The real world problem that I believe data science would aid in significantly is in the area of public food in the US - specifically, if there is a future need for more food banks and other public food institutions. Homelessness and hunger are big problems in the US today. According to Feeding America, 100% of US counties have some kind of food insecurity, and the amount of food insecurity is said to be exponentially increasing due to the COVID-19 pandemic. Furthermore, in 2021, 53 million people used food banks and other programs. The US government is said to spend around $111 billion annually on the Supplemental Nutrition Assistance Program (SNAP) and other food assistance programs, according to this source. Data science would prove to be very useful in order to see the trends of this real world problem and see if more money should be budgeted towards food assistance, and if more food banks/community programs should be implemented across the country.
import pandas as pd
df_food = pd.read_csv('SNAP_history_1969_2019.csv')
df_food.head(5)
Fiscal Year | Average Participation | Average Benefit Per Person | Total Benefits(M) | Other Costs | Total Costs(M) | |
---|---|---|---|---|---|---|
0 | 1969 | 2,878 | 6.63 | 228.80 | 21.70 | 250.50 |
1 | 1970 | 4,340 | 10.55 | 549.70 | 27.20 | 576.90 |
2 | 1971 | 9,368 | 13.55 | 1,522.70 | 53.20 | 1,575.90 |
3 | 1972 | 11,109 | 13.48 | 1,797.30 | 69.40 | 1,866.70 |
4 | 1973 | 12,166 | 14.60 | 2,131.40 | 76.00 | 2,207.40 |
data_dict = {}
data_dict["Fiscal Year"] = "the fiscal year in which these statistics were collected"

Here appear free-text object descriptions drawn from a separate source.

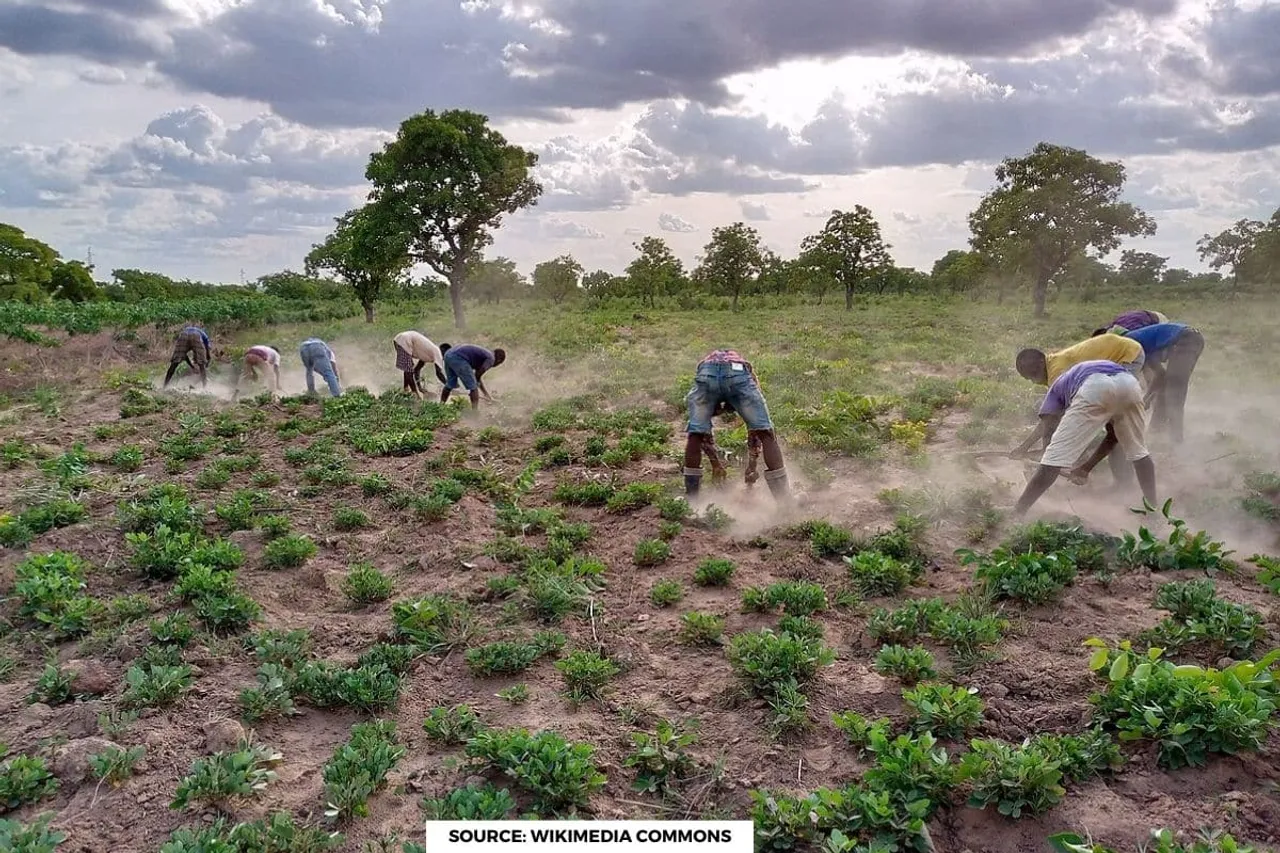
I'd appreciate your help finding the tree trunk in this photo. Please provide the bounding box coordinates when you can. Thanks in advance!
[1033,274,1049,318]
[448,268,468,330]
[363,303,375,323]
[732,290,739,312]
[844,282,854,310]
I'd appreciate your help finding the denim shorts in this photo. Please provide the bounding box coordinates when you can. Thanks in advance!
[444,350,478,391]
[686,362,773,434]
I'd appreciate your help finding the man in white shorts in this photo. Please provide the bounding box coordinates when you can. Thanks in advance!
[1012,359,1157,516]
[392,330,446,399]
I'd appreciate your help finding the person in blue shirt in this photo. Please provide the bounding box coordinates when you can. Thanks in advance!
[1122,322,1204,443]
[163,323,211,388]
[438,343,506,410]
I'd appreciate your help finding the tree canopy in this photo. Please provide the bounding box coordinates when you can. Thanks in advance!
[799,207,892,310]
[306,203,412,322]
[695,222,765,311]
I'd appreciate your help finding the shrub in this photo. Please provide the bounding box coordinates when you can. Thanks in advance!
[680,612,725,646]
[322,721,406,821]
[693,558,735,587]
[650,580,683,607]
[341,563,394,605]
[903,683,984,739]
[263,534,317,569]
[873,645,937,685]
[555,650,620,704]
[423,705,483,745]
[633,539,671,567]
[464,728,606,815]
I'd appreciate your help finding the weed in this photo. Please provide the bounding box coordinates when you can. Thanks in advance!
[1118,499,1235,574]
[0,754,58,812]
[680,612,725,646]
[693,558,735,587]
[625,719,696,795]
[263,534,318,570]
[27,664,76,706]
[323,720,407,821]
[421,783,518,820]
[742,581,828,616]
[465,728,606,815]
[903,683,985,739]
[498,684,530,704]
[465,633,565,676]
[650,579,684,607]
[634,538,671,567]
[121,662,194,709]
[391,595,474,653]
[874,646,938,685]
[89,745,145,786]
[171,740,282,811]
[845,550,920,598]
[556,650,620,705]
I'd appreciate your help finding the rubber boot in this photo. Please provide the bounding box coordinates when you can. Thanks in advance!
[684,468,702,497]
[764,467,790,501]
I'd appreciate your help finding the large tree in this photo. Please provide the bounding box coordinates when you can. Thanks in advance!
[625,237,685,307]
[695,222,764,311]
[49,260,103,302]
[969,142,1155,317]
[109,268,175,301]
[306,203,411,322]
[532,255,584,304]
[466,255,525,304]
[581,269,621,302]
[799,207,892,310]
[930,249,988,294]
[365,110,542,330]
[0,223,58,301]
[1197,216,1277,291]
[1117,249,1167,287]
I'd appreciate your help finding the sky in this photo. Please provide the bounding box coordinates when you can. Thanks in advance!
[1,0,1278,284]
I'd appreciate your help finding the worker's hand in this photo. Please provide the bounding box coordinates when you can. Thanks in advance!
[1064,468,1089,486]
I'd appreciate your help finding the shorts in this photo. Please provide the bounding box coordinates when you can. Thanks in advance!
[686,361,773,435]
[443,350,478,392]
[1042,373,1149,468]
[394,342,415,373]
[171,330,208,367]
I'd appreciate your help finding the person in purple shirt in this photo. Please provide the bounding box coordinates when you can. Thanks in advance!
[1122,322,1204,443]
[438,343,506,410]
[1013,360,1157,516]
[1091,309,1167,336]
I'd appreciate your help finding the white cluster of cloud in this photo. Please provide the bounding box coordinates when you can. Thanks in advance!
[0,0,1276,280]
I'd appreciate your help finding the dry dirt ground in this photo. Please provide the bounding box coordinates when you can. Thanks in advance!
[1,333,1279,853]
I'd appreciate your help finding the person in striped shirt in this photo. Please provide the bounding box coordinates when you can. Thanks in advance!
[233,344,281,396]
[683,349,789,501]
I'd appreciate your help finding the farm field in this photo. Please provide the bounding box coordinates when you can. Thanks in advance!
[3,293,1280,853]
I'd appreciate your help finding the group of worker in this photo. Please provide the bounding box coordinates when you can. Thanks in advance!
[162,325,505,410]
[162,308,1202,516]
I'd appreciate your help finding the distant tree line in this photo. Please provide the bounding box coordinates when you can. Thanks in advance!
[5,112,1280,324]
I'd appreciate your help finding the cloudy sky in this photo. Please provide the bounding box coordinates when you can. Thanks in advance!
[1,0,1277,284]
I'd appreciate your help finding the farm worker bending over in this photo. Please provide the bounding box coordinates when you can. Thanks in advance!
[300,338,342,397]
[1012,360,1157,517]
[439,344,505,410]
[1092,309,1168,337]
[393,330,446,399]
[683,349,789,501]
[234,345,281,395]
[163,323,212,389]
[1120,323,1204,444]
[1010,333,1145,456]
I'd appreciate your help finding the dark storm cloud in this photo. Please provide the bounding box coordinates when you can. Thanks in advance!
[1200,1,1280,97]
[1,0,1180,128]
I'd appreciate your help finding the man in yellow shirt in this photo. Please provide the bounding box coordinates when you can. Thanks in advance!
[1010,333,1146,462]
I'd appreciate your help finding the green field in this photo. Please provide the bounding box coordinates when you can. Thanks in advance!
[2,292,1280,853]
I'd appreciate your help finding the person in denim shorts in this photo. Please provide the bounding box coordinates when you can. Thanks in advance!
[439,343,506,410]
[683,349,789,501]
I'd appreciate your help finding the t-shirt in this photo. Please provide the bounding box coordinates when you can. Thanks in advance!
[1108,310,1163,332]
[302,338,336,363]
[247,345,280,366]
[183,326,211,350]
[448,344,495,372]
[1044,334,1142,385]
[394,331,443,365]
[1122,323,1188,361]
[701,349,747,365]
[1039,360,1130,415]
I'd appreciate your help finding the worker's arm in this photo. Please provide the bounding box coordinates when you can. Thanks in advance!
[272,364,281,392]
[1039,413,1064,450]
[1011,420,1044,456]
[476,374,494,402]
[331,359,341,383]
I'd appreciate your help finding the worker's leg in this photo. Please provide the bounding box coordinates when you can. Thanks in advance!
[1162,329,1203,444]
[301,349,318,395]
[683,371,718,497]
[318,357,341,397]
[1108,377,1157,505]
[728,371,788,500]
[1015,379,1110,514]
[163,337,190,387]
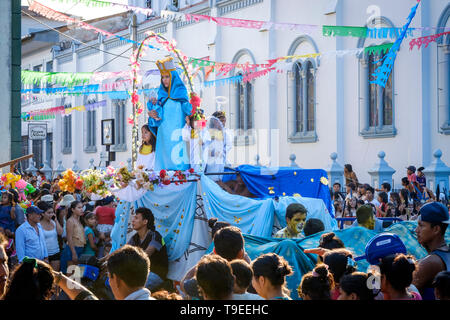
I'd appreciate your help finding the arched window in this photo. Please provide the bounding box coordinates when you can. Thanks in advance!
[368,51,393,129]
[84,96,97,153]
[236,73,253,132]
[294,62,303,133]
[306,61,315,132]
[288,59,317,142]
[111,100,127,152]
[437,4,450,134]
[287,36,318,143]
[62,103,72,154]
[358,17,397,138]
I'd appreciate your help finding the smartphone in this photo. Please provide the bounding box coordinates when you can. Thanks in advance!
[51,215,56,221]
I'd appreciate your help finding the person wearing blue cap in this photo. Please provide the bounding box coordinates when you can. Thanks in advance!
[15,206,48,263]
[412,201,450,300]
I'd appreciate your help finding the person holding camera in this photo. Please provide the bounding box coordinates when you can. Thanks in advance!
[37,201,63,271]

data_dict["Average Participation"] = "the average amount of people in thousands that made use of food assistance programs in the given fiscal year"
data_dict["Average Benefit Per Person"] = "the average monthly dollars that a person would receive"
data_dict["Total Benefits"] = "the total benefits in a given year in millions of USD"
data_dict["Other Costs"] = "the cost to run the food programs, not including the cost for food itself, in millions of USD"
data_dict["Total Costs"] = "the total cost to run the food programs in millions of USD"
data_dict
{'Fiscal Year': 'the fiscal year in which these statistics were collected', 'Average Participation': 'the average amount of people in thousands that made use of food assistance programs in the given fiscal year', 'Average Benefit Per Person': 'the average monthly dollars that a person would receive', 'Total Benefits': 'the total benefits in a given year in millions of USD', 'Other Costs': 'the cost to run the food programs, not including the cost for food itself, in millions of USD', 'Total Costs': 'the total cost to run the food programs in millions of USD'}
This data set would allow us to see trends in the use of food assistance programs across the US, specifically SNAP and WIC. We could look at the average participation and adjust the total benefits and costs for inflation where all years are adjusted to a specific year's inflation rate, and then from there create a visual aid/graph that would allow us to see the average costs and benefits per person per year. Based on this, we could also predict future values for each of the keys and come to a conclusion of whether or not more food programs or food banks are needed across the country.